Consolidate Nvidia ModelOpt quant config handling for all quantization methods by shengliangxu · Pull Request #28076 · vllm-project/vllm

shengliangxu · 2025-11-04T23:05:49Z

Purpose

Two major changes in this patch:

Consolidate Nvidia ModelOpt quant config handling across different quantization methods (FP8 and NVFP4 as of now). Especially the handling of exclude_modules. Different quantization methods share the same exclude_modules handling. Currently in the code we handle the exclude modules as patterns for the NVFP4 quant method but the FP8 quant format does not handle it. This change move the handling of exclude_modules and the determination of quant methods for layers in common code.
The Nvidia ModelOpt library exclude modules semantic is different from vllm's current logic. The exclude modules are wildcards instead of simple module prefix strings/substrings.

Test Plan

Successfully deployed several LLM models, including Qwen2.5-VL, Qwen3-8B, Qwen3-VL, Llama3.1-70B, Llama4-Scout with both NVFP4 and FP8 quantization

Test Result

Some deployment hit issues that is not related to this change, which is reported here: #28072

Deployments all succeed with workaround to the above unrelated issue.
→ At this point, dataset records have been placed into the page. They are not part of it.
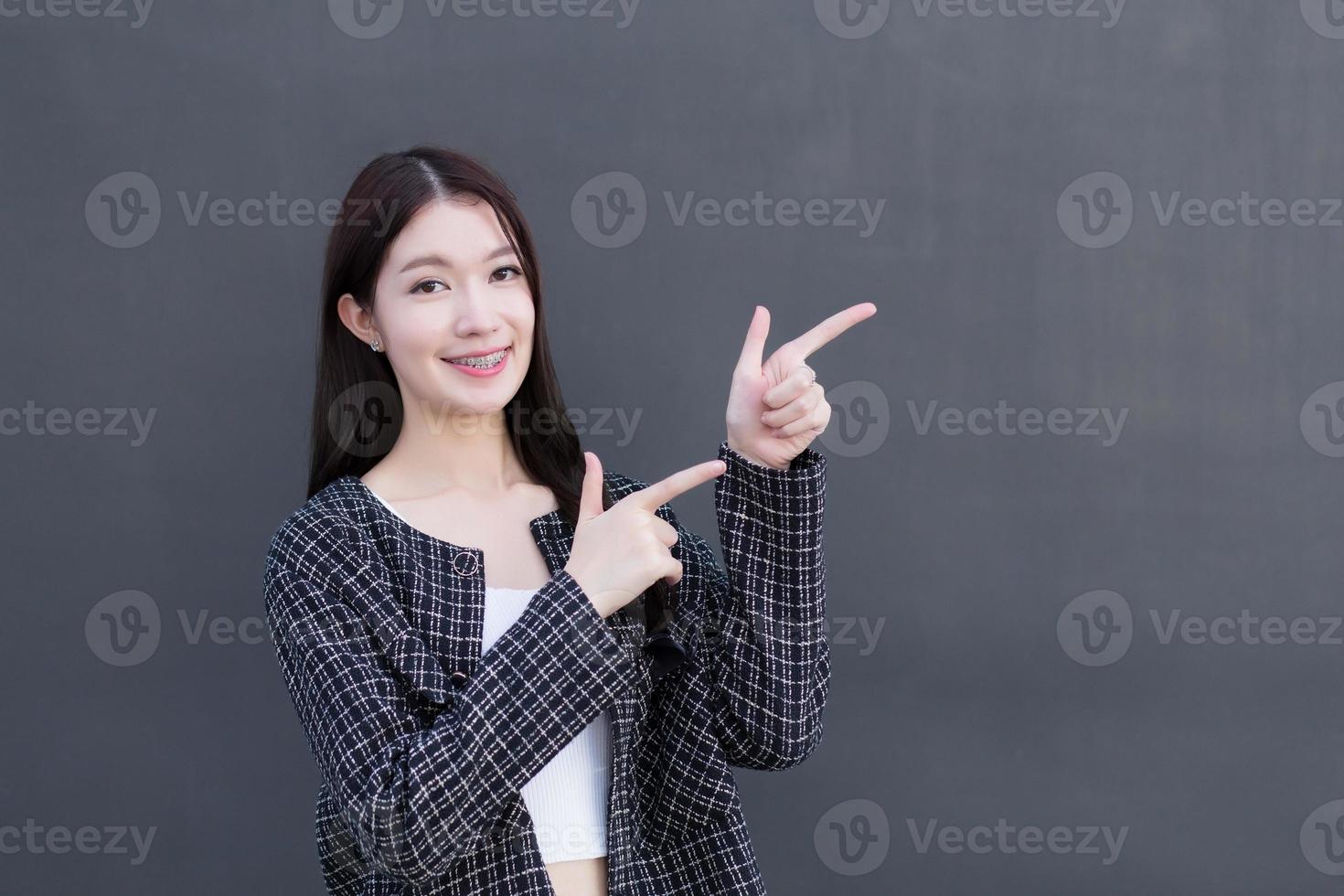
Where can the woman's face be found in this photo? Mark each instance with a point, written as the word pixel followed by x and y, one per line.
pixel 451 286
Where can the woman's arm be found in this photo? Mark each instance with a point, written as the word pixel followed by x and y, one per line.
pixel 765 643
pixel 420 797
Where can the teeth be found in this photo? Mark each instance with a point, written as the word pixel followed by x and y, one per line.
pixel 484 360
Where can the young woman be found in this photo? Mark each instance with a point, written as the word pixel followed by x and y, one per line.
pixel 517 672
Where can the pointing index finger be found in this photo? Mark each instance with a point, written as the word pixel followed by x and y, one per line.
pixel 664 491
pixel 832 326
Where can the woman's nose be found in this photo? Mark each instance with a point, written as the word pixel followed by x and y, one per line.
pixel 476 314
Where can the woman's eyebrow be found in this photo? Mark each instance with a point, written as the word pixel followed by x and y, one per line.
pixel 433 258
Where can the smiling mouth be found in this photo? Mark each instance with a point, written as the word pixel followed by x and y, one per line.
pixel 481 361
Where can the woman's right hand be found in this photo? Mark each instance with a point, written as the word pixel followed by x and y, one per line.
pixel 621 551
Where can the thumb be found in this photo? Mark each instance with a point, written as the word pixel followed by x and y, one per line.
pixel 591 498
pixel 752 347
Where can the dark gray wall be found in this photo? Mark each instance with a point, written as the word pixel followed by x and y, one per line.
pixel 987 559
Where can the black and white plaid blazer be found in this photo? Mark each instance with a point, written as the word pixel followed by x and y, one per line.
pixel 423 743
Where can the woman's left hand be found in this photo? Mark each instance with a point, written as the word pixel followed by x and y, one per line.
pixel 777 407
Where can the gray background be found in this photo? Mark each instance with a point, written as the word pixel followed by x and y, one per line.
pixel 965 549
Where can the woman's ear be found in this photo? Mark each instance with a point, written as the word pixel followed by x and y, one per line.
pixel 357 321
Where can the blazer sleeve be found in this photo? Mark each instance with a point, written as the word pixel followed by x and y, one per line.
pixel 417 795
pixel 765 644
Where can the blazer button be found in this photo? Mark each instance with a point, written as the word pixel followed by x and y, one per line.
pixel 465 564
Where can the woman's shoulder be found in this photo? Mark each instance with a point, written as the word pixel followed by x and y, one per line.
pixel 320 535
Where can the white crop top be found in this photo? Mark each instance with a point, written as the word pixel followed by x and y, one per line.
pixel 568 798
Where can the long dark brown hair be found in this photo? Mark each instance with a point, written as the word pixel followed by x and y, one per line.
pixel 357 404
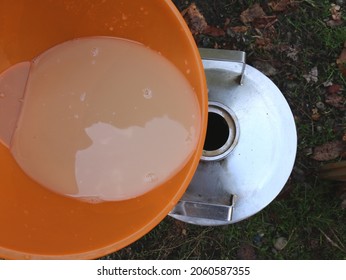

Essential Elements of an Effective PR Description Checklist

The purpose of the PR, such as "Fix some issue (link existing issues this PR will resolve)".
The test plan, such as providing test command.
The test results, such as pasting the results comparison before and after, or e2e results
(Optional) The necessary documentation update, such as updating supported_models.md and examples for a new model.
(Optional) Release notes update. If your change is user facing, please update the release notes draft in the Google Doc.

…n methods two major changes in this patch: 1. Consolidate Nvidia ModelOpt quant config handling across different quantization methods (FP8 and NVFP4 as of now). Especially the handling of exclude_modules. Different quantization methods share the same exclude_modules handling. Currently in the code we handle the exclude modules as patterns for the NVFP4 quant method but the FP8 quant format does not handle it. This change move the handling of exclude_modules and the determination of quant methods for layers in common code. 2. The Nvidia ModelOpt library exclude modules semantic is different from vllm's current logic. The exclude modules are wildcards instead of simple module prefix strings/substrings. Signed-off-by: Shengliang Xu <shengliangx@nvidia.com>

github-actions · 2025-11-04T23:05:58Z

👋 Hi! Thank you for contributing to the vLLM project.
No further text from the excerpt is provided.